ATI LPN
PN ATI Capstone Proctored Comprehensive Assessment 2020 B
1. A client has been prescribed trazodone. Which of the following should be monitored?
- A. Blood glucose levels
- B. Liver function
- C. Mood changes
- D. Heart rate
Correct answer: C
Rationale: Correct. Trazodone is an antidepressant that can impact mood and behavior. Monitoring for changes in mood or behavior is crucial to assess the effectiveness and potential side effects of the medication. Monitoring blood glucose levels is not typically associated with trazodone use. While trazodone can affect liver function in some cases, monitoring liver function is not the primary concern compared to assessing mood changes. Trazodone can cause changes in heart rate in some patients, but the priority monitoring in this case should be related to its effects on mood.
2. A charge nurse on a med-surg unit is preparing to delegate tasks to a licensed practical nurse (LPN). What task should the charge nurse delegate to the LPN?
- A. Initiate a care plan.
- B. Perform a complex wound dressing change.
- C. Administer an oral antibiotic to a patient.
- D. Complete an initial assessment.
Correct answer: C
Rationale: The correct task that the charge nurse should delegate to the LPN is to administer an oral antibiotic to a patient. LPNs are trained and permitted to administer medications orally under the supervision of a registered nurse. Initiating a care plan (Choice A) and completing an initial assessment (Choice D) are tasks that typically require higher-level nursing education and critical thinking skills, which are more suitable for registered nurses. Performing a complex wound dressing change (Choice B) involves specialized skills and assessment that are often within the scope of practice of registered nurses or wound care specialists.
3. A nurse is caring for a laboring client and notes that the fetal heart rate begins to decelerate after the contraction has started. The lowest point of deceleration occurs after the peak of the contraction. What is the priority nursing action?
- A. Administer oxygen
- B. Change the client's position
- C. Increase IV fluids
- D. Call the healthcare provider
Correct answer: B
Rationale: Late decelerations are caused by uteroplacental insufficiency, indicating that the fetus is not receiving adequate oxygen during contractions. This is an emergency that requires prompt intervention. Changing the client's position helps improve placental blood flow, reducing stress on the fetus. Administering oxygen may be necessary if changing position does not resolve the decelerations. Increasing IV fluids is not the priority in this situation as it won't directly address the cause of late decelerations. Calling the healthcare provider should be done after immediate interventions like changing the client's position have been implemented and assessed.
4. A client wearing an arm cast reports numb fingers. Which of the following actions should the nurse take first?

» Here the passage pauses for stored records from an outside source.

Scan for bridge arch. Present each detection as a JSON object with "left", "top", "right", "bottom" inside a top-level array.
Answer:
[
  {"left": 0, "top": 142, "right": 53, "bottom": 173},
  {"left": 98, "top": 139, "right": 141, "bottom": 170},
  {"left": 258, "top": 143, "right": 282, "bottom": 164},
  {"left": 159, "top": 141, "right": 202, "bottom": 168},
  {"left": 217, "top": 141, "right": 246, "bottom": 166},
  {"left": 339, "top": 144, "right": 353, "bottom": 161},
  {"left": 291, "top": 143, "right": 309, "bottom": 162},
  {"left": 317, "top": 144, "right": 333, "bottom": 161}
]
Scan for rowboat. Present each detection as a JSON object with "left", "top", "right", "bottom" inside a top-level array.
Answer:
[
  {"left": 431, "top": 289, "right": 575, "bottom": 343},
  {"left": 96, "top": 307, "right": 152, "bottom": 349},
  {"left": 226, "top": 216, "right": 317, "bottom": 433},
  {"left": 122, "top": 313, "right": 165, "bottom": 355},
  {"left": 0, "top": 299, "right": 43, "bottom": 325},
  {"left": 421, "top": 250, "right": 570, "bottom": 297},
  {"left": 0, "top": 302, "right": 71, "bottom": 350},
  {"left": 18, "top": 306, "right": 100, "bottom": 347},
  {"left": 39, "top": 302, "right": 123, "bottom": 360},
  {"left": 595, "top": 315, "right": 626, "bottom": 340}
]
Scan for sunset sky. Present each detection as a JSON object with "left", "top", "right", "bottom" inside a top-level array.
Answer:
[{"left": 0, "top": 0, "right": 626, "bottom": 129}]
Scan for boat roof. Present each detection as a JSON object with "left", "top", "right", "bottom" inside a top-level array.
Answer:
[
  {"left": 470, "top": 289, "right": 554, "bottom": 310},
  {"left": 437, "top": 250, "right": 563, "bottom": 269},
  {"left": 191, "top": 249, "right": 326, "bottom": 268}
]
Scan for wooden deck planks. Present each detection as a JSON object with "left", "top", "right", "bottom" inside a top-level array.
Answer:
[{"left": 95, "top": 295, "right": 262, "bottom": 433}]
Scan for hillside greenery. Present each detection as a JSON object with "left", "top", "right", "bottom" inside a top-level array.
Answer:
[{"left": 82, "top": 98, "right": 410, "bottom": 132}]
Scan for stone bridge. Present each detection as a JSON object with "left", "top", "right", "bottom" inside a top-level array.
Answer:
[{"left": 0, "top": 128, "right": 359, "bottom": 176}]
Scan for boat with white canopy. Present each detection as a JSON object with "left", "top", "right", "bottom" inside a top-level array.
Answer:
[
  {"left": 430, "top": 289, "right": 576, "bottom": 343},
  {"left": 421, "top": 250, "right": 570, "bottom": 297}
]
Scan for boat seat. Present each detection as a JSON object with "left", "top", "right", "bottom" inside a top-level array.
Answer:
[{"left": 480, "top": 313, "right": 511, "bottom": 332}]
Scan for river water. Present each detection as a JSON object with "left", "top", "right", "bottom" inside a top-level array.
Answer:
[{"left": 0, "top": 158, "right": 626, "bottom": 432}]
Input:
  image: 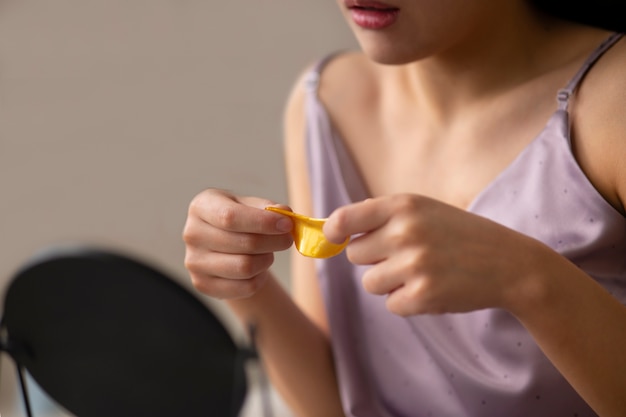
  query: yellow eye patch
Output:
[265,207,350,258]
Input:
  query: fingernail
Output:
[276,217,293,232]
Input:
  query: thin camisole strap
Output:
[556,33,624,110]
[306,51,342,94]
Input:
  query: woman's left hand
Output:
[324,194,547,316]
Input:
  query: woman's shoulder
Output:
[572,32,626,213]
[317,51,380,113]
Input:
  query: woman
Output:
[184,0,626,417]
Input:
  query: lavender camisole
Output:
[307,34,626,417]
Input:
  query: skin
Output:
[183,0,626,417]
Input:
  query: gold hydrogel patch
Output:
[265,207,350,258]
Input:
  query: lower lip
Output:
[350,9,398,30]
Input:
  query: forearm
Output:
[228,272,343,417]
[514,245,626,417]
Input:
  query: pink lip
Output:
[344,0,400,30]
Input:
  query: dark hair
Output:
[529,0,626,32]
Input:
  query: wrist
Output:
[502,237,568,321]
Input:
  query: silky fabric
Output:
[306,34,626,417]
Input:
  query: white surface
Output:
[0,0,353,417]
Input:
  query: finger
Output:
[324,199,389,243]
[190,273,268,299]
[185,251,274,280]
[197,223,293,255]
[346,229,389,265]
[361,254,407,295]
[191,188,293,234]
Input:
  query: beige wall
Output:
[0,0,354,417]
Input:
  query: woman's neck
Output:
[381,9,606,122]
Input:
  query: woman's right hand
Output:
[183,189,293,299]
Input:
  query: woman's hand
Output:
[324,195,547,316]
[183,189,293,299]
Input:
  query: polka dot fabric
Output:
[307,35,626,417]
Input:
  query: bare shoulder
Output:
[572,37,626,214]
[284,52,379,172]
[318,52,380,121]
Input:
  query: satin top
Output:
[306,34,626,417]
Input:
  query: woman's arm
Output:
[212,68,343,417]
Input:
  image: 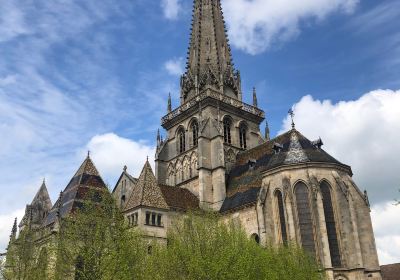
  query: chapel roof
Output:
[124,160,199,211]
[19,180,52,227]
[381,263,400,280]
[124,160,168,211]
[220,128,351,212]
[44,155,108,226]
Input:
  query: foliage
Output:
[56,188,145,280]
[144,214,323,280]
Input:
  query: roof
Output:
[160,185,199,210]
[124,160,168,211]
[381,263,400,280]
[112,166,138,193]
[44,156,108,226]
[220,129,350,212]
[19,180,52,227]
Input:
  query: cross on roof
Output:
[288,108,295,128]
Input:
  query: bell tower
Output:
[156,0,264,211]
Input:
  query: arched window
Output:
[178,128,186,153]
[192,121,199,147]
[320,181,342,267]
[239,124,247,149]
[275,191,287,244]
[295,182,315,256]
[223,118,232,144]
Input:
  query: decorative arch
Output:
[319,180,342,267]
[294,181,315,256]
[239,121,248,150]
[182,156,190,181]
[190,152,198,177]
[274,189,288,245]
[188,118,199,147]
[222,115,233,144]
[176,126,186,153]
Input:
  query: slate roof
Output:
[220,129,351,212]
[19,180,52,227]
[43,156,108,226]
[160,185,200,211]
[124,160,168,211]
[112,166,138,193]
[381,263,400,280]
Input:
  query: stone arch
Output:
[182,156,190,181]
[175,125,186,154]
[294,180,315,256]
[167,162,175,186]
[274,189,288,244]
[190,152,199,177]
[175,160,183,184]
[319,179,342,267]
[222,115,233,144]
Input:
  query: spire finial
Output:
[288,108,295,129]
[167,93,172,113]
[265,120,271,141]
[253,87,258,107]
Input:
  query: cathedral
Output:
[13,0,382,280]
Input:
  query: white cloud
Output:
[87,133,155,185]
[281,90,400,202]
[371,203,400,265]
[164,57,184,76]
[0,209,25,253]
[161,0,182,20]
[223,0,359,54]
[279,90,400,264]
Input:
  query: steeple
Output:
[167,93,172,113]
[181,0,241,102]
[253,87,258,107]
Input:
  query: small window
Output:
[146,212,150,225]
[192,121,199,147]
[223,118,232,144]
[178,128,186,153]
[239,125,247,149]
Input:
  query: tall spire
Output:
[181,0,241,102]
[253,87,258,107]
[167,93,172,113]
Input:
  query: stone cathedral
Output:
[13,0,382,280]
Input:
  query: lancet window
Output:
[320,181,342,267]
[223,118,232,144]
[192,121,199,147]
[239,124,247,149]
[295,182,315,255]
[275,190,288,244]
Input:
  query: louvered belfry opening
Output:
[275,191,288,245]
[320,181,342,267]
[295,182,315,256]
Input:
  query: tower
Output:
[156,0,264,210]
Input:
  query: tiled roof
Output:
[160,185,199,210]
[381,263,400,280]
[44,156,108,226]
[124,161,168,211]
[220,129,350,212]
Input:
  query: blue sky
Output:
[0,0,400,262]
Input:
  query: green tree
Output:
[56,191,145,280]
[143,214,324,280]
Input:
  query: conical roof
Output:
[124,160,168,211]
[181,0,240,101]
[44,155,108,226]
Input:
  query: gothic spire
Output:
[253,87,258,107]
[181,0,241,102]
[167,93,172,113]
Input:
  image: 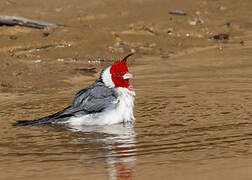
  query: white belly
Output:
[67,88,135,126]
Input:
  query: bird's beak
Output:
[123,72,133,79]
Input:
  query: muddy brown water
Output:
[0,0,252,180]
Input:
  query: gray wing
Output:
[14,79,118,126]
[72,81,117,113]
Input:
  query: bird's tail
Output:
[13,116,51,126]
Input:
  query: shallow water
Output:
[0,0,252,180]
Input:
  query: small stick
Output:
[0,15,63,29]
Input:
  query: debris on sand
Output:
[169,11,186,16]
[209,33,230,40]
[0,15,64,29]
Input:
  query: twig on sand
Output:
[0,15,64,29]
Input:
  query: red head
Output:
[110,53,133,88]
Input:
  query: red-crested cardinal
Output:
[14,54,135,126]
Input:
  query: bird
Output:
[13,53,136,127]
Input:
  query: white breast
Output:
[67,87,135,127]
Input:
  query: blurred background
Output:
[0,0,252,180]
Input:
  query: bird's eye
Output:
[115,72,121,77]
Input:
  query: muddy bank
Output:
[0,0,251,91]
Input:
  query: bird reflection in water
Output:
[71,123,136,180]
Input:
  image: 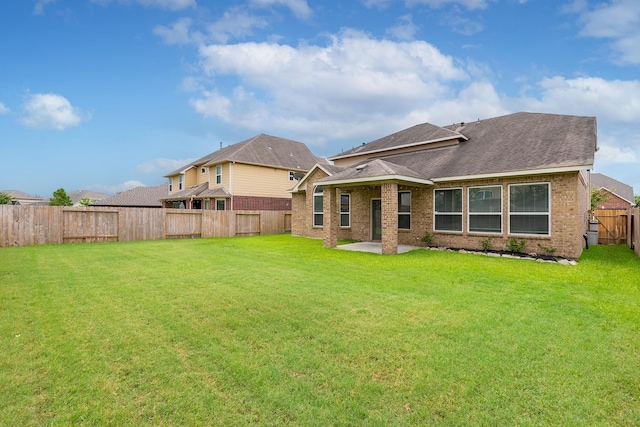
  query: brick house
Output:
[162,134,320,210]
[591,173,636,209]
[291,113,597,258]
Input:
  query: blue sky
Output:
[0,0,640,197]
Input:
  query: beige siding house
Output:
[292,113,597,258]
[162,134,319,210]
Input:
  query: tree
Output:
[79,197,95,206]
[0,192,11,205]
[49,188,73,206]
[591,187,611,211]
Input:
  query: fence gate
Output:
[593,209,628,245]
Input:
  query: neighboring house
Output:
[1,190,49,206]
[292,113,597,258]
[69,190,109,206]
[91,182,169,208]
[591,173,636,209]
[163,134,319,210]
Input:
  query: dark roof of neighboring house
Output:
[591,173,635,204]
[318,113,597,183]
[165,134,319,177]
[69,190,109,205]
[0,190,44,201]
[91,182,169,208]
[162,182,231,200]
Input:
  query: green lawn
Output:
[0,235,640,426]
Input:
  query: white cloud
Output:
[207,8,269,43]
[136,158,196,174]
[564,0,640,64]
[20,93,89,130]
[153,18,194,44]
[191,31,468,143]
[86,180,148,194]
[386,14,420,41]
[250,0,313,19]
[90,0,197,10]
[515,76,640,124]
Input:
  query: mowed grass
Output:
[0,235,640,426]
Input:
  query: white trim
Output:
[327,135,469,161]
[507,181,552,237]
[340,193,351,228]
[288,163,333,193]
[433,187,464,234]
[431,165,593,182]
[467,184,504,235]
[313,175,433,185]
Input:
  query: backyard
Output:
[0,235,640,426]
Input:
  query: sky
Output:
[0,0,640,198]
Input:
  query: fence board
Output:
[0,205,291,246]
[594,209,628,245]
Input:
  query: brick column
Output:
[322,187,339,248]
[381,182,398,254]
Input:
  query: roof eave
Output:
[431,164,593,183]
[313,175,434,186]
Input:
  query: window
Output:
[509,183,551,236]
[398,191,411,230]
[468,185,502,233]
[340,194,351,228]
[313,185,324,227]
[433,188,462,231]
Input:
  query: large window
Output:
[433,188,462,232]
[468,186,502,233]
[340,194,351,228]
[398,191,411,230]
[313,185,324,227]
[509,183,551,236]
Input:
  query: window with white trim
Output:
[340,194,351,228]
[313,185,324,227]
[467,185,502,234]
[398,191,411,230]
[509,182,551,236]
[216,165,222,184]
[433,188,462,232]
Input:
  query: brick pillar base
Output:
[381,182,398,255]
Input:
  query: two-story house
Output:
[162,134,320,210]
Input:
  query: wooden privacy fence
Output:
[0,205,291,246]
[593,209,629,245]
[627,208,640,257]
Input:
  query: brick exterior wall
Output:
[292,171,589,258]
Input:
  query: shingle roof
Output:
[591,173,635,203]
[328,113,597,184]
[91,183,169,207]
[166,134,319,177]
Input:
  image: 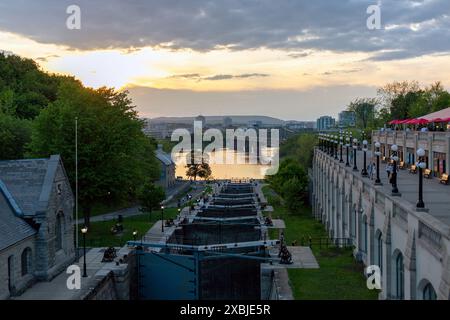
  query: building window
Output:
[422,283,437,300]
[55,212,64,250]
[377,232,383,272]
[21,248,31,276]
[395,253,405,299]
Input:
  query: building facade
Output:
[316,116,336,131]
[338,111,356,128]
[155,145,176,190]
[311,148,450,300]
[372,130,450,178]
[0,156,75,299]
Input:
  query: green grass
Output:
[263,186,378,300]
[80,208,178,247]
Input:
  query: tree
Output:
[0,111,31,160]
[347,98,378,128]
[138,182,166,212]
[186,150,212,181]
[29,79,159,225]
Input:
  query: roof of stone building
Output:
[0,180,36,251]
[0,155,60,216]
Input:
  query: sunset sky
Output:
[0,0,450,120]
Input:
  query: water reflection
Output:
[173,148,278,179]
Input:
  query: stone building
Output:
[310,146,450,300]
[0,155,75,299]
[155,145,176,190]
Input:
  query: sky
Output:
[0,0,450,120]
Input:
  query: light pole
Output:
[353,138,358,171]
[333,135,338,160]
[161,206,164,233]
[416,148,427,209]
[391,144,400,196]
[81,226,88,278]
[345,132,350,167]
[361,140,369,177]
[375,141,383,186]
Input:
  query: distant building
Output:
[0,155,75,300]
[316,116,336,131]
[195,115,206,126]
[223,117,233,128]
[155,144,175,190]
[338,111,356,128]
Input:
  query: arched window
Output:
[395,252,405,299]
[422,282,437,300]
[377,232,383,272]
[20,248,31,276]
[55,212,64,251]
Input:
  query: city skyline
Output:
[0,0,450,120]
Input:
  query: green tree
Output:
[138,182,166,212]
[29,79,159,225]
[0,111,31,160]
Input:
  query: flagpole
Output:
[75,117,79,258]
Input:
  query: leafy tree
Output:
[29,78,159,225]
[138,182,166,212]
[0,112,31,160]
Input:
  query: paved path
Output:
[337,151,450,226]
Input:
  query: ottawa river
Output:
[175,148,278,179]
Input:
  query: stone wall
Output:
[311,149,450,300]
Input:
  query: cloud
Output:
[0,0,450,60]
[169,73,269,81]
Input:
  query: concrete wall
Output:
[312,149,450,300]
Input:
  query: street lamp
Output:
[81,226,87,278]
[333,135,338,160]
[375,141,383,186]
[361,140,369,177]
[391,144,400,196]
[353,138,358,171]
[345,132,350,167]
[161,206,164,233]
[416,148,427,209]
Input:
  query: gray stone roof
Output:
[0,156,60,216]
[0,185,36,251]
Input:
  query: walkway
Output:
[330,151,450,226]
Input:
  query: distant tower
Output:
[223,117,233,128]
[195,115,206,126]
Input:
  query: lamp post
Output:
[333,135,338,160]
[81,226,88,278]
[416,148,427,209]
[353,138,358,171]
[361,140,369,177]
[375,141,383,186]
[391,144,400,196]
[161,206,164,233]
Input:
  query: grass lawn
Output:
[263,186,378,300]
[79,208,178,247]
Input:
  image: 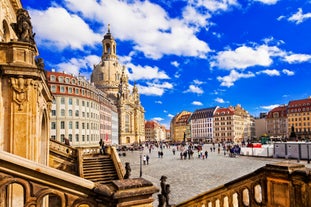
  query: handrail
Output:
[176,162,311,207]
[109,146,125,180]
[0,150,158,207]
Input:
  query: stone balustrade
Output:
[176,162,311,207]
[0,151,159,207]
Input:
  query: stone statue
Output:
[36,58,44,70]
[158,175,171,206]
[11,9,35,44]
[124,162,132,179]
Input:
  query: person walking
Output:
[143,155,147,165]
[146,155,149,165]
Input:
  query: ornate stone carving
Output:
[36,58,44,70]
[10,77,31,111]
[11,9,35,44]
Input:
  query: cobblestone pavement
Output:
[120,145,311,206]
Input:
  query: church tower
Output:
[91,25,123,102]
[91,25,145,144]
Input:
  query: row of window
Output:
[50,75,89,87]
[54,97,99,110]
[51,109,99,119]
[51,121,99,130]
[51,134,99,142]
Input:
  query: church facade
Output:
[91,28,145,144]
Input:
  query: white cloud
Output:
[66,0,210,59]
[260,104,280,111]
[56,55,100,78]
[256,69,280,76]
[152,117,164,122]
[136,82,173,96]
[255,0,279,5]
[191,101,203,106]
[282,69,295,76]
[193,79,204,85]
[184,85,204,94]
[217,70,255,88]
[171,61,179,68]
[29,7,102,50]
[198,0,239,12]
[127,64,170,81]
[288,8,311,24]
[167,114,174,118]
[211,45,284,70]
[214,98,225,103]
[284,54,311,63]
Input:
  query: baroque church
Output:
[91,25,145,144]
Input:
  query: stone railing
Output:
[50,139,125,179]
[49,139,79,175]
[0,151,159,207]
[176,162,311,207]
[107,147,125,180]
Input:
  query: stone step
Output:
[83,155,118,183]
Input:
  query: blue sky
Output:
[22,0,311,126]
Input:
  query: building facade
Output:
[91,28,145,144]
[145,120,166,142]
[190,106,219,142]
[214,104,256,143]
[266,105,288,139]
[170,111,192,142]
[287,97,311,140]
[46,71,117,147]
[0,0,53,207]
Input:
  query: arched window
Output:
[2,20,10,42]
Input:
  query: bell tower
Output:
[102,24,117,60]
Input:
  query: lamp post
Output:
[139,151,143,178]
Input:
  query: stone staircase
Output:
[83,155,119,184]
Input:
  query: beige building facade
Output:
[170,111,192,142]
[91,28,145,144]
[266,105,288,139]
[0,0,53,207]
[47,71,116,147]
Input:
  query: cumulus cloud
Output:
[260,104,280,111]
[136,82,173,96]
[217,70,255,88]
[198,0,239,12]
[288,8,311,24]
[152,117,164,122]
[193,79,204,85]
[282,69,295,76]
[184,85,204,94]
[211,45,284,70]
[29,7,102,50]
[191,101,203,106]
[284,54,311,63]
[56,55,100,77]
[171,61,179,68]
[255,0,279,5]
[214,98,225,103]
[127,64,170,81]
[167,114,174,118]
[66,0,210,59]
[256,69,280,76]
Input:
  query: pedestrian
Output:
[99,139,106,155]
[143,155,147,165]
[146,155,149,165]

- A. Place the arm in a dependent position
- B. Administer pain medication
- C. Check the client's circulation
- D. Apply a warm compress to the fingers
Correct answer: C
Rationale: The correct answer is to check the client's circulation. Numbness in the fingers may indicate compromised circulation or nerve damage. By assessing the circulation first, the nurse can ensure that the cast is not too tight, which could be cutting off blood flow. Option A is incorrect because placing the arm in a dependent position may worsen circulation issues. Option B is incorrect as administering pain medication does not address the underlying cause of numbness. Option D is incorrect as applying a warm compress could mask circulation issues and is not the priority in this situation.
5. A healthcare provider is assessing a newborn who is 48 hours old and is experiencing opioid withdrawals. Which of the following findings should the healthcare provider expect?
- A. Hypotonia
- B. Moderate tremors of the extremities
- C. Axillary temperature 36.1°C (96.9°F)
- D. Excessive crying
Correct answer: B
Rationale: The correct answer is B: Moderate tremors of the extremities. In newborns experiencing opioid withdrawals, moderate tremors of the extremities are a common sign. Other signs of opioid withdrawal in newborns may include irritability, feeding difficulties, and gastrointestinal disturbances. Choice A, hypotonia, is not typically associated with opioid withdrawal in newborns. Choice C, an axillary temperature of 36.1°C (96.9°F), falls within the normal range for newborns and is not specifically indicative of opioid withdrawal. Choice D, excessive crying, is not a typical sign of opioid withdrawal in newborns.